Qual è il vostro lavoro come Osservatorio?
Facciamo formazione nelle scuole, con docenti e genitori. Innanzitutto, per informare. Se l’adulto non sa, non può accorgersi di alcuni segnali. La consapevolezza è il primo step. Sicuramente, è fondamentale il monitoraggio sui social. Ma questi ultimi, in realtà, non sono il mezzo. Perché hanno enormi risvolti positivi, dove posso trovare contenuti interessanti. Serve così offrire degli spunti ai giovani, delle alternative, come per esempio lo sport, per scaricare l’adrenalina. È necessario un bilanciamento, tra quotidianità e digitale. Ci sono dei rischi, sì, che devono essere conosciuti, dai genitori e dagli insegnanti. La cosa principale è aiutare ragazzi con l’autoregolazione: fare delle sfide ok, ma in maniera positiva.
Nei ragazzi quali sono quei segnali da cogliere?

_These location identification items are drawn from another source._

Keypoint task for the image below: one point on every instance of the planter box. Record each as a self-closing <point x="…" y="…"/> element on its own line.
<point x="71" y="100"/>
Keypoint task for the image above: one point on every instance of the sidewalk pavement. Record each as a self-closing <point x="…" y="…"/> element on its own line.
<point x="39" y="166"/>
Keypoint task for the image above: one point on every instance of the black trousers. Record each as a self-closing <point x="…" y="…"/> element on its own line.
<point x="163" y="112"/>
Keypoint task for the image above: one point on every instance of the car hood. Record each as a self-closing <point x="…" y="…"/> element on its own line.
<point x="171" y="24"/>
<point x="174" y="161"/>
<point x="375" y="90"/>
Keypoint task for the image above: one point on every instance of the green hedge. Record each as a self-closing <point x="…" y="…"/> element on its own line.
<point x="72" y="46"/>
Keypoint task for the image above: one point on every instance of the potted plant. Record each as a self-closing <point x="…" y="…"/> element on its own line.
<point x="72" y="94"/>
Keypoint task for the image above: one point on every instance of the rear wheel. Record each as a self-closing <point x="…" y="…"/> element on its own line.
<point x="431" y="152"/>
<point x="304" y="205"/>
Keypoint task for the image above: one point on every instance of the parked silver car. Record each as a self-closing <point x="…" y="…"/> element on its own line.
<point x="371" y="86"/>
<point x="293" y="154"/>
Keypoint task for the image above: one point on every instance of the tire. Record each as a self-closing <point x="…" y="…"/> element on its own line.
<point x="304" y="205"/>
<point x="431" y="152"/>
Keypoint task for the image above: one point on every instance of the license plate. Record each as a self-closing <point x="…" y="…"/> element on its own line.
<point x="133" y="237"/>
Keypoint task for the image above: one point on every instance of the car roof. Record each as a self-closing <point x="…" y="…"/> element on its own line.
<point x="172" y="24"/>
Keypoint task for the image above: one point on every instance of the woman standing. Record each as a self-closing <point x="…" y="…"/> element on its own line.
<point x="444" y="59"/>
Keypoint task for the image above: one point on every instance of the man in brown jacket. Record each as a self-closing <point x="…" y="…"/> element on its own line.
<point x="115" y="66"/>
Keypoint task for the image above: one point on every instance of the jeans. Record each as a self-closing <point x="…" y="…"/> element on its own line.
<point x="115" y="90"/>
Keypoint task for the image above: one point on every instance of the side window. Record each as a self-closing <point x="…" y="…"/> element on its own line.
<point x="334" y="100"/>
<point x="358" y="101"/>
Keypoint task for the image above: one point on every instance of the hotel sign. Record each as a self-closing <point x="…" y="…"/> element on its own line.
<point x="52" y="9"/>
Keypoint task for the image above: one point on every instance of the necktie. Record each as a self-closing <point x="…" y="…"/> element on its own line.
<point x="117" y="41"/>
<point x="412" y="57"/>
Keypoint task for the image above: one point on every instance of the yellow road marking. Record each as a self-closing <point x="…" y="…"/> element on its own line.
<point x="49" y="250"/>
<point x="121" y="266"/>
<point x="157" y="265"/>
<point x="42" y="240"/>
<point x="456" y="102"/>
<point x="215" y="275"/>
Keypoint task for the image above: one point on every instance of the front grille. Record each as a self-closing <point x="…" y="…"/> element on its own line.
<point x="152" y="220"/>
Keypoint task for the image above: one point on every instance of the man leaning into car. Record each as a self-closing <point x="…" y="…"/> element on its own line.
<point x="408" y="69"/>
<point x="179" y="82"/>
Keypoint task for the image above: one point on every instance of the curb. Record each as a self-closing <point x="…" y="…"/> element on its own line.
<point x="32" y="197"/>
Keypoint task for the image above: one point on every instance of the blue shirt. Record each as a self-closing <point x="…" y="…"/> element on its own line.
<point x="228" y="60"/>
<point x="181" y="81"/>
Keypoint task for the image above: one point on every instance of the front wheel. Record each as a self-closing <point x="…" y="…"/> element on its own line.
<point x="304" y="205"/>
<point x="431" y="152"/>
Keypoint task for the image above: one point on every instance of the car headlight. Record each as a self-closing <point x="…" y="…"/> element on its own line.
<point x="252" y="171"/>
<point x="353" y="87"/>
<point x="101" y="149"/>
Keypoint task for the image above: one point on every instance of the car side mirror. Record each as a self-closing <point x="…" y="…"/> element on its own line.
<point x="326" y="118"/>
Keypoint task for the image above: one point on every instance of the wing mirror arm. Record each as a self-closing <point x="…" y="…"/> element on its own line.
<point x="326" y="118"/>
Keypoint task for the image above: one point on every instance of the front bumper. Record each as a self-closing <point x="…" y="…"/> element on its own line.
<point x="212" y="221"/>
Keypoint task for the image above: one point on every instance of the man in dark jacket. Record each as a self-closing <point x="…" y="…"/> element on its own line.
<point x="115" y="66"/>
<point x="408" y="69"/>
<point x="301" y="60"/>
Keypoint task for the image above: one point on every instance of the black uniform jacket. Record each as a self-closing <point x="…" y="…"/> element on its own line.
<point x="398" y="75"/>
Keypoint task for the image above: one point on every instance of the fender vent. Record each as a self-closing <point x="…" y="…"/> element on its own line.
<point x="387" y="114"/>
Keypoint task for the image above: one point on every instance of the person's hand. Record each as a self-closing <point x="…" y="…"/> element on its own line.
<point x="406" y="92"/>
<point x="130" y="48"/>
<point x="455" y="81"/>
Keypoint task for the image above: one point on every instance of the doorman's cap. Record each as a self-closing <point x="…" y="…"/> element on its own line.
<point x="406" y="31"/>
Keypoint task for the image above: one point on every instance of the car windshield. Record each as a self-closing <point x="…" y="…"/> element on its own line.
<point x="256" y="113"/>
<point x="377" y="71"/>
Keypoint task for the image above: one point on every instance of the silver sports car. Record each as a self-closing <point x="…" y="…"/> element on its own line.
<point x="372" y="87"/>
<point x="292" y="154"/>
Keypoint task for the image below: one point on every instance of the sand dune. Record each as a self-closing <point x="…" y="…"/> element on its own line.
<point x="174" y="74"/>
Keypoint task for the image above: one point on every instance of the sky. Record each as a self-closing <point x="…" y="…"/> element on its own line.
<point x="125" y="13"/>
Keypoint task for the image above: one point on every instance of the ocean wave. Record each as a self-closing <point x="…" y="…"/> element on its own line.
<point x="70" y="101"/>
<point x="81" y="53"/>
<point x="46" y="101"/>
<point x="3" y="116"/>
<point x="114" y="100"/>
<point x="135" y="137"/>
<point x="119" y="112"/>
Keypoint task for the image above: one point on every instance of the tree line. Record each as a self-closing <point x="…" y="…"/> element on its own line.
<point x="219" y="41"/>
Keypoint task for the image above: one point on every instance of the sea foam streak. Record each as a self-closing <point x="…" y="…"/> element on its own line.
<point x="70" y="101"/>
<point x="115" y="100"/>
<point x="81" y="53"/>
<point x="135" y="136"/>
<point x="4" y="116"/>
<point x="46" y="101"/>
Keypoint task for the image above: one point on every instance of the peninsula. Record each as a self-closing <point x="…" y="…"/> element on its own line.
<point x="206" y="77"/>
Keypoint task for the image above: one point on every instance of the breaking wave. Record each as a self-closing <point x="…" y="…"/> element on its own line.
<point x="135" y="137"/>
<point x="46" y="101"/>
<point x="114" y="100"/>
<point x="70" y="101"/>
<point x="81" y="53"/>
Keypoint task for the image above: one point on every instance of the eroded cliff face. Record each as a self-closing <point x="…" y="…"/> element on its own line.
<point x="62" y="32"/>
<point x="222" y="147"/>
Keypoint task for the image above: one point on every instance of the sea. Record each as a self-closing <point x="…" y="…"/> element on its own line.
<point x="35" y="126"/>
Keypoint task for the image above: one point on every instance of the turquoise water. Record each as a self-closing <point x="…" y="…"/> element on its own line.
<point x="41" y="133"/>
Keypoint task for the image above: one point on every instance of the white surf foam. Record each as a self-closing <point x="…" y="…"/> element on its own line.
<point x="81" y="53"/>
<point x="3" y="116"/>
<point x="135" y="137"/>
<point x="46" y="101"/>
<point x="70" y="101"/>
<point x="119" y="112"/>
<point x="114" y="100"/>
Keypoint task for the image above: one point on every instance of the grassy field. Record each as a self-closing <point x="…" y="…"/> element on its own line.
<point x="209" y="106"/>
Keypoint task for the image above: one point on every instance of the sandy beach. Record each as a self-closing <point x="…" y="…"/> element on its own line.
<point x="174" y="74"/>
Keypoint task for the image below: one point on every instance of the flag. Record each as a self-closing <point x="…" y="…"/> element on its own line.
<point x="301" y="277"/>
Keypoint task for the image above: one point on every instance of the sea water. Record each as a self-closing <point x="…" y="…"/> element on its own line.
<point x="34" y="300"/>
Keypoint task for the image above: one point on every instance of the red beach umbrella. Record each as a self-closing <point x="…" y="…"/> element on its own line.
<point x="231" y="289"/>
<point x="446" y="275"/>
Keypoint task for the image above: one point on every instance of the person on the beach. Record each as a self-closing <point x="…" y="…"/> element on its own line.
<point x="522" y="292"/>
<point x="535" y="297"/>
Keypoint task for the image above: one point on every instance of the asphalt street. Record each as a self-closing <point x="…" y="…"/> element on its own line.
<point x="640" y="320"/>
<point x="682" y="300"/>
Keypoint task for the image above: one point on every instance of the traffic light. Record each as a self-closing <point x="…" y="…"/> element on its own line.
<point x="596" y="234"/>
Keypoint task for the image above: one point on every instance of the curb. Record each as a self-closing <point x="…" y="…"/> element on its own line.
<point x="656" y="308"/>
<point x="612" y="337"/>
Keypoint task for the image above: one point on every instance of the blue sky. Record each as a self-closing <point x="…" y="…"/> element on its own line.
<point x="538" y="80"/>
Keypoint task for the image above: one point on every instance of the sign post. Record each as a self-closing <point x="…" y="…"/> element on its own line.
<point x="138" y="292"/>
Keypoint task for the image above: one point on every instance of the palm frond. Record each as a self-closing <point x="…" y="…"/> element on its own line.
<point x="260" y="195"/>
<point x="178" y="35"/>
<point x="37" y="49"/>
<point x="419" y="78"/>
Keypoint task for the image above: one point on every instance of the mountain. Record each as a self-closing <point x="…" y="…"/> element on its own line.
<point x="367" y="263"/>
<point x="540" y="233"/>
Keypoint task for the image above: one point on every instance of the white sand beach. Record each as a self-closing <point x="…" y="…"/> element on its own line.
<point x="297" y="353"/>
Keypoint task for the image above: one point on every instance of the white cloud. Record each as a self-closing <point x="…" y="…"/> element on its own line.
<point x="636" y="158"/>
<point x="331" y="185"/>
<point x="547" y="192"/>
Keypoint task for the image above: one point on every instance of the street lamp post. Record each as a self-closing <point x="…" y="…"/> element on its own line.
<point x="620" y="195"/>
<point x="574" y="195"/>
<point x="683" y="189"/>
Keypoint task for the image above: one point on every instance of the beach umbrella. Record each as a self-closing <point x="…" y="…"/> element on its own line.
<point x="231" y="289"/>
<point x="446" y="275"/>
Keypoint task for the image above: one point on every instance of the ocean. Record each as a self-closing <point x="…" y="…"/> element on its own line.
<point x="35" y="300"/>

Come detto prima, lo sguardo è la prima cosa, perché non si può camuffare. Inoltre, qualche campanello d’allarme arriva dai cambiamenti improvvisi. Prendiamo un giovane che passa dal trascorrere molte ore al cellulare all’abbandono totale dello smartphone. Un genitore, sicuramente, se ne rallegra. Ma dietro a quel comportamento potrebbe nascondersi altro. Che so: il minore potrebbe essere preso di mira in qualche chat. Non solo: i segnali arrivano pure dai bisogni primari. Parlo della difficoltà a dormire, di un diverso approccio con l’alimentazione – se mangia poco o tanto – del rendimento scolastico, dell’abbassamento del tono umore, con un innalzamento dell’irascibilità. In questa fase della crescita, verbalizzare il disagio non è facile. Per questo sono dell’avviso che l’alleanza docente-genitore sia basilare.
Nulla è perso, quindi…
Ma certo che nulla è perso. Io e i miei colleghi adoriamo lavorare con questi ragazzi. È una fascia d’età fertile, con una importante parte emotiva. Spesso facciamo delle sfide, dei contest, su determinati temi. E i giovani producono lavori pazzeschi. I ragazzi hanno bisogno di una bussola, dove dirigere e canalizzare le energie. Hanno voglia di dire quello che pensano ed è importante per sviluppare la capacità critica. Ogni volta che organizziamo un evento di formazione, ci stupiamo sempre: anche per noi è un arricchimento continuo. Gli adolescenti possiedono una capacità di riflessione che, spesso, non fanno vedere ai propri genitori, dimostrando pure di provare dolore: la vita, dopotutto, è anche questa. Nei nostri incontri la costante è che c’è sempre grande interazione e partecipazione. I ragazzi sono curiosi, vogliono parlare, hanno sempre le mani alzate.
E i cellulari spenti…
Beh sì, con le mani alzate è più difficile maneggiare uno smartphone.